It's a good occasion to disconnect from technology, go off the grid and enjoy a few days of carefree excitement. Or not.

Along with booze, music and mud — a lot of mud — British festivals may have another feature: mass surveillance.

Last year, Leicestershire police scanned the faces of 90,000 festival-goers at Download Festival, checking them against a list of wanted criminals across the country. It was the first time anywhere in the UK that facial recognition technology — NeoFace — was used at a public outdoor event.

Privacy campaigners — and Muse frontman Matt Bellamy — expressed their fury at authorities after they casually mentioned the use of the surveillance project on Police Oracle, a police news and information website. Police didn't use any other method to warn festival-goers about the controversial initiative.

Digital footprints

It's not yet clear whether UK authorities will use facial technology at music festivals this year.

Leicestershire Police told Mashable: "There are no plans to use live time facial recognition technologies during music festivals or other events in the next few months."

But they added that NeoFace will continue to be used by the force to identify suspects.

Glastonbury says it won't be using facial recognition.

Image: Joel Ryan/Invision/AP

Glastonbury Festival told Mashable facial recognition won't be used at its event while Download and Reading/Leeds did not respond to our request for comment.

What is facial recognition?

Facial recognition is similar to obtaining an individual's fingerprints. Authorities told Mashable facial recognition technology is "speeding up investigations," and results over the past few months "have been very promising.

"The force has demonstrated how the NeoFace system can also save officers hours, even days by cutting out the need to go through its database of detained people's photographs one by one," Leicestershire police said.

The software can compare dozens of measurements between key facial features on the subject's face from CCTV or police body cameras images against the 120,000 photos on the Leicestershire force's database of people it's has arrested and held in custody over the past few years.

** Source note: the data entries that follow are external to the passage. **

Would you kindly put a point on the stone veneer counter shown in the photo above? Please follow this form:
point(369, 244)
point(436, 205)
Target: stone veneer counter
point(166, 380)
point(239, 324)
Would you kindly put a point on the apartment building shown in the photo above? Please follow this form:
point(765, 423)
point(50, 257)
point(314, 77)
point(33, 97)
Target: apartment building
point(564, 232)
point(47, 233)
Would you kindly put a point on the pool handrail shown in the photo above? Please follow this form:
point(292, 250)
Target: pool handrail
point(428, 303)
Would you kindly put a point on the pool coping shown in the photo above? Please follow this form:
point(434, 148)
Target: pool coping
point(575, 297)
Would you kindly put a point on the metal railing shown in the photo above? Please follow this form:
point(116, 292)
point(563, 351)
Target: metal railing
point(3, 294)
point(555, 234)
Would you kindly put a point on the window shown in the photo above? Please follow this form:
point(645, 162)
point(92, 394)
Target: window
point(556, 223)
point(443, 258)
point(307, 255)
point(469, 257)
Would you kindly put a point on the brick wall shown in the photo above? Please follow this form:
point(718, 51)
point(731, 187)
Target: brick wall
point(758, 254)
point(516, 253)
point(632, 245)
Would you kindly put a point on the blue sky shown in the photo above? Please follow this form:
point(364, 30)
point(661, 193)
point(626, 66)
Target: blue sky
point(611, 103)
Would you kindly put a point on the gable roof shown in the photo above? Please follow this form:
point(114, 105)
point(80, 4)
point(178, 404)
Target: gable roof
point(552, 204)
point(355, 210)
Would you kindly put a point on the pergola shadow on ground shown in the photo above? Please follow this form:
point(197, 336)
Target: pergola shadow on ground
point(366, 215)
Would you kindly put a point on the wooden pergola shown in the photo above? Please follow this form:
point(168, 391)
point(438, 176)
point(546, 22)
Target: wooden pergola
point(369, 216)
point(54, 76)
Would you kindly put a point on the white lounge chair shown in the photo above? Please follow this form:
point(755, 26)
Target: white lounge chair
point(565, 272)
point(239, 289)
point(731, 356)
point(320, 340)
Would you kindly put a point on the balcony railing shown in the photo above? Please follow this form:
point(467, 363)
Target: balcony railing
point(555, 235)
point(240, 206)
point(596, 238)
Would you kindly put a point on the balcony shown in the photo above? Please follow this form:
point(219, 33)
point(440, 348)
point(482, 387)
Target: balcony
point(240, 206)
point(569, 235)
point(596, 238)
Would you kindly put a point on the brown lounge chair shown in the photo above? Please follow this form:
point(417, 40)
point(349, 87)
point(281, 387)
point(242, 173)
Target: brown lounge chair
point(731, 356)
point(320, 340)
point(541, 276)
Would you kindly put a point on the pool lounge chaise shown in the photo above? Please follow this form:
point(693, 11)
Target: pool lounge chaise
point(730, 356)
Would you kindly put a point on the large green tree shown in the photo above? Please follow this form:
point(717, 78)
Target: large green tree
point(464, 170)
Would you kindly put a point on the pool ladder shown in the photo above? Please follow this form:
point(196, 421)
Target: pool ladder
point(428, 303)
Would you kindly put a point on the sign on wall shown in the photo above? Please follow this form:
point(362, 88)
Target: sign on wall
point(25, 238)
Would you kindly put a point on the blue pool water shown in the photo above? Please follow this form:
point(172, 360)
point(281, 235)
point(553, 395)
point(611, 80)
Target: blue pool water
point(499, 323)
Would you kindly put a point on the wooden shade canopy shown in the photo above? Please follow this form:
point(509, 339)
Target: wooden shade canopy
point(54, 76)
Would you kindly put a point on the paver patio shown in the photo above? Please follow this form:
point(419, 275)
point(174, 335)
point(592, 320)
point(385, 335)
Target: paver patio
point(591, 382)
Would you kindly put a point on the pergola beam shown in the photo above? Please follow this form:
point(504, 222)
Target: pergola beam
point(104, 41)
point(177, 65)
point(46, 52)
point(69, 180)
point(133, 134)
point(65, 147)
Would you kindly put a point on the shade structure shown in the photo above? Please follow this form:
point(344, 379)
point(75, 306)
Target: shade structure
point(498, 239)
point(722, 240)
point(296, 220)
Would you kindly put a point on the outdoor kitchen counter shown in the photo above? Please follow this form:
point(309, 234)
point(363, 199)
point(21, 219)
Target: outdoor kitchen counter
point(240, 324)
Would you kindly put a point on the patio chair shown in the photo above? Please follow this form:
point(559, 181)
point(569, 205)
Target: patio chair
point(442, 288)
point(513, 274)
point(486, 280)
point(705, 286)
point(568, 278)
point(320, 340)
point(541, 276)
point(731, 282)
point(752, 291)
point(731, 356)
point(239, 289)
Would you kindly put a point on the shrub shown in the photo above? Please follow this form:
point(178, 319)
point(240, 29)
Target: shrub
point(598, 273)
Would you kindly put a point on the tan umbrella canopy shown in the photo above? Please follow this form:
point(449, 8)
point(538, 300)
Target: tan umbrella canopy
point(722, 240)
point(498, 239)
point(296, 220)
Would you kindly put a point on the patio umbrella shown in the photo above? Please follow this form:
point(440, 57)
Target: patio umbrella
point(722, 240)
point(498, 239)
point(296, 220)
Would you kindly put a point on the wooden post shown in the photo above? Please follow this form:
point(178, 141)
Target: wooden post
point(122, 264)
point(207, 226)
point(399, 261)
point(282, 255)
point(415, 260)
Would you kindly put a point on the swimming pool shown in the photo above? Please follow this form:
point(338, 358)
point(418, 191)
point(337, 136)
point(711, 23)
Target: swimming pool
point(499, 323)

Police told Mashable there is "absolutely nothing to concern privacy campaigners."

"Since we began using the system in May 2013, the force has been as open and as transparent as it can and recognises legitimate concerns."

However, campaigners say its accuracy remains questionable, besides other issues around lack of consent and lack of understanding about how the data is processed, shared and stored.

Biometrics commissioner Alastair MacGregor, an independent advisor to the British government, has warned that image databases and face recognition could be used to track people's movements by "combining widespread CCTV and access to a huge searchable database of facial images."

"The concept of facial recognition is moving towards a Blade Runner-type future. The question is: did I really give informed and explicit consent to this? Where's the transparency?" Raj Samani, CTO at Intel Security, told Mashable.

"In the case of festivals, it raises a lot of questions around what is done with our data once the event is over," he says.

In order for facial recognition to be of use, the data has to be stored. But it's unclear how the data is stored and protected or for how long it remains and when it's deleted.

It's nearly impossible to find out who the dataset is shared with or cross-referenced against, Christopher Weatherhead, technology officer at Privacy International, told Mashable.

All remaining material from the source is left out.